Report

JSDB-GFE Joint meeting of Developmental Biology に参加して

開催期間:平成23年3月23日 - 26日
開催場所:Dresden University of Technology, Germany


基礎生物学研究所・発生遺伝研究部門・橋山一哉

 2011年3月23日から26日までの4日間、ドレスデン市(ドイツ)で開催された、日独合同発生学会に参加しました。口頭発表が約50題、ポスター発表が約200題とコンパクトながら日独以外からの参加者も多く、有意義な会でした。幸いなことに口頭発表に採択していただき、「ショウジョウバエ生殖細胞系列における性決定機構」について発表しました。慣れない英語での口頭発表ということもあり、相当緊張しましたが、小林悟教授との連日の猛特訓を思い出し、無事に発表を終えることができました。発表後には生殖細胞の性決定研究における先駆者である、Trudi Schüpbach博士や線虫の生殖細胞系列の研究で有名な Geraldine Seydoux博士とお話することができました。普段は論文という2次元の世界でお会い?していた為、「どの様な方なのだろうか??」と勝手な妄想を膨らませていましたが、お二人とも柔らかい表情でお話される素敵な方でした。また、私のメチャクチャな英語にも辛抱強く受け答えしていただき、有意義な時間を過ごしました。
 お二人の発表もパワフルで印象に残りました。Schüpbach博士は、ショウジョウバエ卵形成過程において、Notchシグナルを制御する新規遺伝子の同定について遺伝学的手法を用いて明快に報告されました。Schüpbach博士の発表の直前、偶然隣りに座っていたのですが、先ほどまでの柔らかさが消え、鬼気迫る表情でご自身の発表を準備されているのを見て、一つの発表に対し、いかに真剣に臨んでいるのかが伝わってきました。Seydoux博士は生殖顆粒の極性化における新しい知見を、データをたたみかける様に発表されていました。

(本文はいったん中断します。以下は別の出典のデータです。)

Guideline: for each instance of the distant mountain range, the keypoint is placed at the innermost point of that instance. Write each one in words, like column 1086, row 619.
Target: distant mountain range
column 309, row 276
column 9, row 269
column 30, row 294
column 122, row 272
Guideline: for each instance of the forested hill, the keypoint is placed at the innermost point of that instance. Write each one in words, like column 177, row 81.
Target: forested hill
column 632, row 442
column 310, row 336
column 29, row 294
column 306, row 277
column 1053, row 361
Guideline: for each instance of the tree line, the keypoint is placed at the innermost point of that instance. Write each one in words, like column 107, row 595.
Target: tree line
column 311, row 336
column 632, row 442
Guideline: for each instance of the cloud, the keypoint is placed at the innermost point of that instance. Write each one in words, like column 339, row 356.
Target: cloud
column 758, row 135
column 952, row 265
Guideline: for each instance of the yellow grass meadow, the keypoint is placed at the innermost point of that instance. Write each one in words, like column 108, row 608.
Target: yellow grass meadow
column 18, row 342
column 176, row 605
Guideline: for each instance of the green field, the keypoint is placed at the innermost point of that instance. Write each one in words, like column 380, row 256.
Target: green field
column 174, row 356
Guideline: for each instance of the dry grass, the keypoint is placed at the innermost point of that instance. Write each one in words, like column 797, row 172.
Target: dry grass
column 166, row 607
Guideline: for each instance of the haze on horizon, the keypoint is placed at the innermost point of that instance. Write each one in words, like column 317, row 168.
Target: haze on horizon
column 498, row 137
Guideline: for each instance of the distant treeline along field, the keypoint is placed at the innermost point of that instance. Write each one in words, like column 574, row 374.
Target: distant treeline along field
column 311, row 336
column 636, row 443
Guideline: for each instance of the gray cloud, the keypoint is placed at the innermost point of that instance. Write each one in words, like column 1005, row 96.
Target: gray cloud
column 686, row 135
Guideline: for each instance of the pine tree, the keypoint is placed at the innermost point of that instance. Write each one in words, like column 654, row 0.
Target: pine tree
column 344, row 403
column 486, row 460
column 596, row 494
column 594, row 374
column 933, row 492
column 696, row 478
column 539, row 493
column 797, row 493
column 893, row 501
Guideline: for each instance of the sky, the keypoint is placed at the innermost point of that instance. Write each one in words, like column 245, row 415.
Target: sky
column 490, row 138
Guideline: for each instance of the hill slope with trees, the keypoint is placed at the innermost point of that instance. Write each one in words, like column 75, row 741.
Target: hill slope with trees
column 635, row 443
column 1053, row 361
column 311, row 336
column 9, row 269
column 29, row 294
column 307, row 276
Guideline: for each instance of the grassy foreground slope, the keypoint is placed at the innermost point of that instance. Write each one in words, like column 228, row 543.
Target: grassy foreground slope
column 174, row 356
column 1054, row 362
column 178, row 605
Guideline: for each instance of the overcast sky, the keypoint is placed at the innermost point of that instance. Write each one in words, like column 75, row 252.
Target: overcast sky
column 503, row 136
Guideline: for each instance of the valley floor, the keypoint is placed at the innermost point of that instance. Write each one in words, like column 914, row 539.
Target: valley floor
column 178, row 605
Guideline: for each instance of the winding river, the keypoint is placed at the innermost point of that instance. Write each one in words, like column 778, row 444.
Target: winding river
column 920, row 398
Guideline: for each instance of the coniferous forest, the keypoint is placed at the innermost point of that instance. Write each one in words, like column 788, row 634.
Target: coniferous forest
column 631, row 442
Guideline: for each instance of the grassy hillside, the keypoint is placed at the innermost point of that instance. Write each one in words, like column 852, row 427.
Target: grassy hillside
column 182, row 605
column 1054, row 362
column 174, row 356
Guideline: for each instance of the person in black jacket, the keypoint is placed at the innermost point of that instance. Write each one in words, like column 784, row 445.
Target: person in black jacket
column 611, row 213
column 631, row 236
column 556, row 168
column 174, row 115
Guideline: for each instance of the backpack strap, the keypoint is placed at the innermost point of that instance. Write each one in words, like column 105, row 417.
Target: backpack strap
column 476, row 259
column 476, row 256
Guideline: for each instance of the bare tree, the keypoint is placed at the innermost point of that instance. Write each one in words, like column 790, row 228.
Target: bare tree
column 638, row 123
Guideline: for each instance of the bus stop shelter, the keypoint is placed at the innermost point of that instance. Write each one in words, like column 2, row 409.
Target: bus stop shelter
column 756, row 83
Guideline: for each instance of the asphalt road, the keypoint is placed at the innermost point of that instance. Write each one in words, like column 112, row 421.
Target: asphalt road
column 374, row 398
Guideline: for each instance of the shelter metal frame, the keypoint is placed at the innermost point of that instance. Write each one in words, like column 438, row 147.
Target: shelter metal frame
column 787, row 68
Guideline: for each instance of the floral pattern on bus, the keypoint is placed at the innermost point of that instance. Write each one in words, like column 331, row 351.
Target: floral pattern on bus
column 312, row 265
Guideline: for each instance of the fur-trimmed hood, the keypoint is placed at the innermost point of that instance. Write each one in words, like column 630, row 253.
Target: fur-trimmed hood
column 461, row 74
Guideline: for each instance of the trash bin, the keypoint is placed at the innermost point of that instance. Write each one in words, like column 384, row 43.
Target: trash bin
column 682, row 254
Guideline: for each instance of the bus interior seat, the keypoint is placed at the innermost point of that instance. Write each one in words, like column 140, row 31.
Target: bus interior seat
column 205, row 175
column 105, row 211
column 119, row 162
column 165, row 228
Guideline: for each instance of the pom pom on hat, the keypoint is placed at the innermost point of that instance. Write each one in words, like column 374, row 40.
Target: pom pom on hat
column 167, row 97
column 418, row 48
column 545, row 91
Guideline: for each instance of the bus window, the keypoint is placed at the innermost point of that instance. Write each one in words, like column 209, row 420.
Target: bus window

また、何枚かの写真がうまく投射されないことを気にされており(私には十分に感じたのですが)、納得いくまでプロジェクターを操作されていました。博士の常にベストを尽くす姿勢に感銘を受けました。ちなみに、それ以降の発表者のスライドは皆、コントラストが強めでした。
 また、学会後、デュッセルドルフ大学をセミナーのために訪れた際、幾つかの発見がありました。日本ではセミナー後、拍手をすることが一般的ですが、ドイツでは聴講者が机を「ドンドン」と叩いていました。某番組の「ガッテン!」みたいな感じです。なんだか、ブーイングをされている様で驚きました。滞在中、3月27日に冬時間から夏時間に変わりました。この日は移動日にあたり、危うく飛行機に遅れそうになりました。また、日曜日にお土産を買う予定でいたのですが、ほぼすべての店が休業でした。ドイツの方に聞くと、法律で決まっているとのことでした。今回の海外出張では、文化や風習の違いに戸惑うこともありましたが、憧れの研究者、同年代の研究者とのコミュニケーションを通じて、多くの収穫を得ることができました。最後に、今回の日独合同発生学会への参加をご支援いただきました新学術領域「配偶子幹細胞制御機構」の先生方に厚く御礼申し上げます。